Several of these new biomarkers are already known to be associated with disease—high fetuin levels are associated with obesity and diabetes, carbamylation has been linked with kidney disease—but few have been previously linked to bacterial infections.
While the analyses revealed serum differences between low- and high-risk patients, it wasn’t clear whether these molecules actually contribute to the disease, or are simply bystanders. So Gonzalez and team used a mouse model of S. aureus bacteremia to explore cause and effect. They found that mice with higher thyroxine levels had a four-times greater survival rate at 48 hours after infection than control mice. These results indicated that at least one of the identified biomarkers plays a direct role in disease outcome.

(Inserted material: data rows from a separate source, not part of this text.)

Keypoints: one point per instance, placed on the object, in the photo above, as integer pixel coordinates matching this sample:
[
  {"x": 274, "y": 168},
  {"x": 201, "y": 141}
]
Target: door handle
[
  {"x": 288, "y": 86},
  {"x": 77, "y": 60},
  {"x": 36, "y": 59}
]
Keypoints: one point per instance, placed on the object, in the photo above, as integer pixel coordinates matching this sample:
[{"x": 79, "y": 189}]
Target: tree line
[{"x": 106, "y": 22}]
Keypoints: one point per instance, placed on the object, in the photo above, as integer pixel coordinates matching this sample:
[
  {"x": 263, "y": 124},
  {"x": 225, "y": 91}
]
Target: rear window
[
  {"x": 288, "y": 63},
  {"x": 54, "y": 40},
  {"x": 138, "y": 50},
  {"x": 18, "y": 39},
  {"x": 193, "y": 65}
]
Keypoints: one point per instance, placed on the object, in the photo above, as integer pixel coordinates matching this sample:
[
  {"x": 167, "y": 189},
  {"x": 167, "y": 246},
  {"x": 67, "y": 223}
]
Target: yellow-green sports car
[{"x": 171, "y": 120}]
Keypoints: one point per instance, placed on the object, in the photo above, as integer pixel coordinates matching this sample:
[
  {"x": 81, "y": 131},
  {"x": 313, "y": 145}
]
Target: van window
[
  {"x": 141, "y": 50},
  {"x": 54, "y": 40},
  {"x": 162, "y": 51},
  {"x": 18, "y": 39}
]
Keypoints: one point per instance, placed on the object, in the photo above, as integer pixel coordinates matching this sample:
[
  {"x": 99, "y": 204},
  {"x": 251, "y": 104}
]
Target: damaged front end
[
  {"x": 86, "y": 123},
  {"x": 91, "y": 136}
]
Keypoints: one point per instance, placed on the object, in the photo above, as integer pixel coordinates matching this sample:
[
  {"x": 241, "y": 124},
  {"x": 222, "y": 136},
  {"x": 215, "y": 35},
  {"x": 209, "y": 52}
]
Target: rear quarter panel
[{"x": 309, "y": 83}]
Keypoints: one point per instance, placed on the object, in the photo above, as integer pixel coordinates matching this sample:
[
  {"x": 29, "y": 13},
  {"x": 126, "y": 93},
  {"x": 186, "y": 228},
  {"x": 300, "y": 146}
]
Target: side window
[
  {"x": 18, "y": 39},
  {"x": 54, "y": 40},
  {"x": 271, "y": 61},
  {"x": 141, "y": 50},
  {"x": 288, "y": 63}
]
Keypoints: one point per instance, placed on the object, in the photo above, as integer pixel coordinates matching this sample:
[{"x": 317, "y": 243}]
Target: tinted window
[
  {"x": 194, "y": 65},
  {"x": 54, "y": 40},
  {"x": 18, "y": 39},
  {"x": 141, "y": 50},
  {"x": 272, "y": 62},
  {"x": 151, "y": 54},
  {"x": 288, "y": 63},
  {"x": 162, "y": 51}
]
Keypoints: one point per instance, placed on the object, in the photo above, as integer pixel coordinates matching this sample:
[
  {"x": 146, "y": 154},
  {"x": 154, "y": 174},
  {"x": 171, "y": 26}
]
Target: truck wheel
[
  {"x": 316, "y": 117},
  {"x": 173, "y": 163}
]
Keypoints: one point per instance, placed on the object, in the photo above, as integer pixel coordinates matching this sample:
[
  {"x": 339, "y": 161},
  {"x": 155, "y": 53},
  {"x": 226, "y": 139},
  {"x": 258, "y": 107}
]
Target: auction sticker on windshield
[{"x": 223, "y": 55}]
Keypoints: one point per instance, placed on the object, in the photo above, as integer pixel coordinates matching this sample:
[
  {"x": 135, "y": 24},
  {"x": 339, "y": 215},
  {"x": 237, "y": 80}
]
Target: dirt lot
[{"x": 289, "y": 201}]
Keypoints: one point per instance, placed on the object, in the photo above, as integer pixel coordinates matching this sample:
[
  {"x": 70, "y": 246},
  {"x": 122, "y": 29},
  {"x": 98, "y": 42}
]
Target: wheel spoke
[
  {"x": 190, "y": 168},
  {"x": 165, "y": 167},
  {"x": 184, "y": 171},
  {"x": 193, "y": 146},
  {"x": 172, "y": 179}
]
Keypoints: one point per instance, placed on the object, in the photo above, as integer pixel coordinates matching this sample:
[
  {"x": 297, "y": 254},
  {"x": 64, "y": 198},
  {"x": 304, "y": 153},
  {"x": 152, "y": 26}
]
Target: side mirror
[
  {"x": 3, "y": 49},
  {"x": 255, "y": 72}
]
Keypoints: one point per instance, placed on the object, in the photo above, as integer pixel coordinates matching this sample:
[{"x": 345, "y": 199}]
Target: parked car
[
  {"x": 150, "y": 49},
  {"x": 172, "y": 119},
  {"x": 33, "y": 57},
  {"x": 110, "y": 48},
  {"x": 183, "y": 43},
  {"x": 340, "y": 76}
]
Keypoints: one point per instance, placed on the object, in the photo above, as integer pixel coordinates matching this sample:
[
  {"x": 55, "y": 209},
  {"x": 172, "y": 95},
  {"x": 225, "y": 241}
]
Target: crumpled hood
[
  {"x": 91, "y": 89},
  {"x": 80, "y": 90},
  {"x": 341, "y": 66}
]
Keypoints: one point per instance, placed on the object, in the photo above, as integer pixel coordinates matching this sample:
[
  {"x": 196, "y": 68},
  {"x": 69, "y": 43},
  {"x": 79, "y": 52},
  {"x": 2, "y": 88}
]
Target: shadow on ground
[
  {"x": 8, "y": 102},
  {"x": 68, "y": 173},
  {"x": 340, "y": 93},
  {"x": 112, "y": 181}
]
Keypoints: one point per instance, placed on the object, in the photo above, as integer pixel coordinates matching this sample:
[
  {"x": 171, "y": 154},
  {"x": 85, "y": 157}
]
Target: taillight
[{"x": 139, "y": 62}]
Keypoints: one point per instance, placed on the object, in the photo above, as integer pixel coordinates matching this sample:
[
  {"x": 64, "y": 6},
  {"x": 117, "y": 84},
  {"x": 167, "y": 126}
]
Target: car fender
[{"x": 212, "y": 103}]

In the past, other research groups have developed alternative methods for predicting a patient’s risk of death due to bacteremia. At best, Gonzalez says their accuracy was fair to good. With his team’s new, proteomics-based prediction method, they could predict who is most likely to die of S. aureus bacteremia with excellent predictability. To put it quantitatively, the area under the curve (AUC) was 0.95; 1.0 is perfect and anything above 0.90 is considered excellent in this standard measure of the ability of a test to correctly classify those with and without the disease.

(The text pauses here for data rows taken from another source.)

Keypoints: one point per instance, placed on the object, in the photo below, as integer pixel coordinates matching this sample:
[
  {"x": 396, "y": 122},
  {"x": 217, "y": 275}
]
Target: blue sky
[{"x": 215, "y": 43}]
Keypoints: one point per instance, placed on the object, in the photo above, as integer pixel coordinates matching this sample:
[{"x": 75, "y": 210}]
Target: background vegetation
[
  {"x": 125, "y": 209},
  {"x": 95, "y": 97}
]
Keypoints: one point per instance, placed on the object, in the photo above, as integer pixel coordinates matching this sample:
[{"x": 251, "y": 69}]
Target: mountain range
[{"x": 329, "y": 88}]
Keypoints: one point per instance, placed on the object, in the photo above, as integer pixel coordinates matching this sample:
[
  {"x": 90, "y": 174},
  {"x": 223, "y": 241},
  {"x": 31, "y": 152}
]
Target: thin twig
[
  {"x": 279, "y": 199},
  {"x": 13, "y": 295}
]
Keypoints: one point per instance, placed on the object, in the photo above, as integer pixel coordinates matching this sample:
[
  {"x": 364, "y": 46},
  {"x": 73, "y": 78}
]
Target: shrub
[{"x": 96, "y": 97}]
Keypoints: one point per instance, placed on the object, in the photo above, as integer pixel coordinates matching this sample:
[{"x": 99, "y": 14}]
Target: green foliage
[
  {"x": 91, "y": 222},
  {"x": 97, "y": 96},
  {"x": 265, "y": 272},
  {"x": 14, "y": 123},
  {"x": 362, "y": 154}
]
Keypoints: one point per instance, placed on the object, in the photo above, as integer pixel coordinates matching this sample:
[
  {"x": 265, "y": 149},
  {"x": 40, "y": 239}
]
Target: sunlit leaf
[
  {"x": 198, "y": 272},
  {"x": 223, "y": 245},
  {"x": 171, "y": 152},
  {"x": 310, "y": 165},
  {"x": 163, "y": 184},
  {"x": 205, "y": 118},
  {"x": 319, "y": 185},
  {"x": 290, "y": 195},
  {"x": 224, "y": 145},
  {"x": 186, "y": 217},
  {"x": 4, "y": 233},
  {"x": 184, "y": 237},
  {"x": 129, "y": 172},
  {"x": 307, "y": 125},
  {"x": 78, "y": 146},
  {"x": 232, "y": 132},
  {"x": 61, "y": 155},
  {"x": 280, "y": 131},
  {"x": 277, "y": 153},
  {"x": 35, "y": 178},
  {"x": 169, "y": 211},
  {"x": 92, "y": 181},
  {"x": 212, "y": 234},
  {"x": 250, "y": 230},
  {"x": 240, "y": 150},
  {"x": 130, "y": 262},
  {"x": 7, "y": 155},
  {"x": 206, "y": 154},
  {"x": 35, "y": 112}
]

“We tend to treat all bacteremia patients with the same cheap antibiotics, yet we know they only work for 80% of these patients,” said Sakoulas, a co-author of the study. “We need to know from the beginning who falls into that 20% that will require a more complex treatment regimen, so we don’t waste time with trial-and-error.”
Now the team is working to translate their mass spectrometry observations in the laboratory into a rapid clinical test that uses antibody probes to detect S. aureus bacteremia-associated proteins. They are also expanding the approach to look at proteomic and metabolomic markers indicative of high-risk patients with other types of infections, including COVID-19. In addition, researchers are following up on the proteins and modifications that were revealed in the study, exploring their origins, roles in the immune response and potential as therapeutic targets.